Corresponding toric variety for n-simplex

Question

Let $P $ be a Delzant polytope and $X_P $ be a corresponding Toric variety. I want to see if $P=\sum $ be a n-simplex then $X_P=\mathbb P^n$

Answer 1

(I am answering from algebro-geometric perspective; it would be nice to see answers from more symplectically-minded people)

You must have meant the polytope $\Delta_n:=\{ (x_1, \ldots, x_n) \mid \sum x_i \leq 1, x_i \geq 0 \}$, because the toric variety corresponding to a lattice polytope in the $n$-dimensional character lattice is projective if and only if the polytope is $n$-dimensional.

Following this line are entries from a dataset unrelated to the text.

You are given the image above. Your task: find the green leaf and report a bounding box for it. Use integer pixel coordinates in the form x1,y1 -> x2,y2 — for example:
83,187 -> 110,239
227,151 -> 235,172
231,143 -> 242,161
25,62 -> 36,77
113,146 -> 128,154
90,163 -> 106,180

To contstruct a toric variety associated to a polytope in the lattice $M_R$ dual to the character lattice one consructs a normal fan in $N_R$. The toric variety is then glued from semigroup rings of semigroups of points lying in dual cones. So in order to work out the generators of these semigroups it suffices look at all the vertices and write down the vectors that span the angle (translated to the origin). In case of $\Delta_n$ the affine toric varieties are isomorphic to $\mathbb{A}^n$ with coordinates $$ (x_1, \ldots, x_n), (x_1^{-1}, x^{-1}x_2, \ldots, x^{-1}x_n), \ldots, (x_n^{-1}x_1, x_n^{-1}x_2, \ldots, x_n^{-1}) $$ They are glued along $\mathbb{A}^n \setminus \mathbb{A}^{n-1}$-s to form $\mathbb{P}^n$.